The voting stations in Turkey’s presidential runoff election have closed. The incumbent, Erdogan, is widely seen as the favorite, but his opponent, Kilicdaroglu, fought for every vote until the bitter end. In the evening, a preliminary outcome is expected.
Turkey’s presidential runoff election took place today, and voting booths have now closed. Recep Tayyip Erdogan, who has led Turkey for the past 20 years, is widely seen as the frontrunner for a second five-year term.
Erdogan led his competitor Kemal Kilicdaroglu in the first round of voting two weeks ago, but with 49.5 percent of the vote, he fell just short of the required absolute majority.
Kilicdaroglu, the 74-year-old chairman of the social democratic Republican People’s Party CHP, received 44.9 percent of the vote.
KILICDAROGLU: PUT AN END TO “AUTHORITARIAN” RULE
Kilicdaroglu, the opposition candidate, fought for votes until the bitter end, and when he voted in Ankara, he urged his fellow countrymen to remove Erdogan’s “authoritarian” leadership.
“I call on citizens to vote so that true democracy and freedom can find their way here, so that we can free ourselves from an authoritarian government,” Kilicdaroglu added.
Kilicdaroglu also urged voters to keep a check on the ballot boxes after the polling places had closed. After all, the presidential election was “held in difficult circumstances.”
“Every kind of slander and slander has been raised, but I trust the common sense of the citizens,” Kilicdaroglu declared in front of a large crowd of supporters outside the voting booth.
“Democracy is definitely coming to this country, and freedom will come.”
ERDOGAN CALLS FOR ELECTIONS
Erdogan voted today with his wife Emine at a voting center in Uskudar, an Asian suburb of Istanbul. He encouraged people to vote actively in the election.
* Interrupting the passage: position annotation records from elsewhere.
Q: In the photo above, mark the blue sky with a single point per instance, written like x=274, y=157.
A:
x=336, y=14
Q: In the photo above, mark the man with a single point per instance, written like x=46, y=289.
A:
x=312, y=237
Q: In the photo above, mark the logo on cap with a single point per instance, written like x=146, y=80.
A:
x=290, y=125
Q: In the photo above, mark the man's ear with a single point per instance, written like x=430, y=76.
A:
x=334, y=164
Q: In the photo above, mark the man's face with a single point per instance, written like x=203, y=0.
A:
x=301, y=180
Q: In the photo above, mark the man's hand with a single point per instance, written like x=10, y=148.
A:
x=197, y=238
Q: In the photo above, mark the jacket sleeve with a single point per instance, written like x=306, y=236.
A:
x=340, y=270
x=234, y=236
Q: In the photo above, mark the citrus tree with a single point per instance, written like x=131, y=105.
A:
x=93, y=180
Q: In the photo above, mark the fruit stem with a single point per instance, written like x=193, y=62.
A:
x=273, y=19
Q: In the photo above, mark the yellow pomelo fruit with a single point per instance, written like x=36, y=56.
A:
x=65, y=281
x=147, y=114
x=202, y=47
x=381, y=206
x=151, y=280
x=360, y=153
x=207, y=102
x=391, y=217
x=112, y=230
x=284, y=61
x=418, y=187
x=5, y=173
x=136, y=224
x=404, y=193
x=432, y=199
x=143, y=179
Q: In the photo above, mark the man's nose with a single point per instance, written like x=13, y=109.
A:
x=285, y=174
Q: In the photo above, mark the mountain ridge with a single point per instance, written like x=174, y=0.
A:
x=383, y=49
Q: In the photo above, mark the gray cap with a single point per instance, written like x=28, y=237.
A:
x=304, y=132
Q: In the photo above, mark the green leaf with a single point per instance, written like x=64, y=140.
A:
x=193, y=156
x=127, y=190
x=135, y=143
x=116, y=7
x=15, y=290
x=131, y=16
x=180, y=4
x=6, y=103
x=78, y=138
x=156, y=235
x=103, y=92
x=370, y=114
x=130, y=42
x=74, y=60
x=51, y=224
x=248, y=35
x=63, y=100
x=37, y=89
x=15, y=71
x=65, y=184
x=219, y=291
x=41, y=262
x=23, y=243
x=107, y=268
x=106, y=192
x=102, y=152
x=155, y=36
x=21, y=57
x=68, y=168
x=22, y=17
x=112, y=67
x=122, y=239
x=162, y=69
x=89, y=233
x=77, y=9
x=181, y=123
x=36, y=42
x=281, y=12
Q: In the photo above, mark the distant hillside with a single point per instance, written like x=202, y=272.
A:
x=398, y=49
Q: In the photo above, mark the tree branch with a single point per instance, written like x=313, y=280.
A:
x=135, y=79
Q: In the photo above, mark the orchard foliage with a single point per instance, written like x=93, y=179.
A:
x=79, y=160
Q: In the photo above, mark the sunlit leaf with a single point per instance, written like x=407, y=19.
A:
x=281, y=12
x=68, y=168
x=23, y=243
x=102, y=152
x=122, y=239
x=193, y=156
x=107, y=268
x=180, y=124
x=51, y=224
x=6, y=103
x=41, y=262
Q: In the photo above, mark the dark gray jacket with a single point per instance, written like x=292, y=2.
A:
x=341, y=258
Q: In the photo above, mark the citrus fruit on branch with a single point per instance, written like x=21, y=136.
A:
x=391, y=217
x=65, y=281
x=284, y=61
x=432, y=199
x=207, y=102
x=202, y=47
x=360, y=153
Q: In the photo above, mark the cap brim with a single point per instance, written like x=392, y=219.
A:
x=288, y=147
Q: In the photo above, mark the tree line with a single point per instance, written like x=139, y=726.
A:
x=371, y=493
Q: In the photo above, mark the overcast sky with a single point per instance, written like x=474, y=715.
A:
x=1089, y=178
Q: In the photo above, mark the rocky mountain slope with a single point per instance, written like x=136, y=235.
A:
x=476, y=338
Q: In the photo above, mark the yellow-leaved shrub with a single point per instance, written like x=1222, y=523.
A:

“No country in the world has a 90 percent voter turnout,” he asserted. “Turkey is almost there.” I implore my fellow countrymen not to give up and to vote.”
On May 14, 87 percent of eligible voters voted in the first round of voting.
STRONG NATIONALISM
The selection is symbolic. Critics fear that if Erdogan wins again, Turkey may devolve entirely into authoritarianism. The first poll revealed an upsurge in support for nationalism, which is widespread in Turkish politics.
The context includes not just years of warfare with militant Kurds and an attempted coup in 2016, but also the admission of more than three million Syrian refugees against the backdrop of Turkey’s economic troubles.
It will also be crucial how Kurdish voters vote. The pro-Kurdish People’s Democratic Party supported Kilicdaroglu in the first round of voting, but did not specifically identify him following his effort to gain nationalist votes, instead urged voters to oppose Erdogan’s “one-man regime.”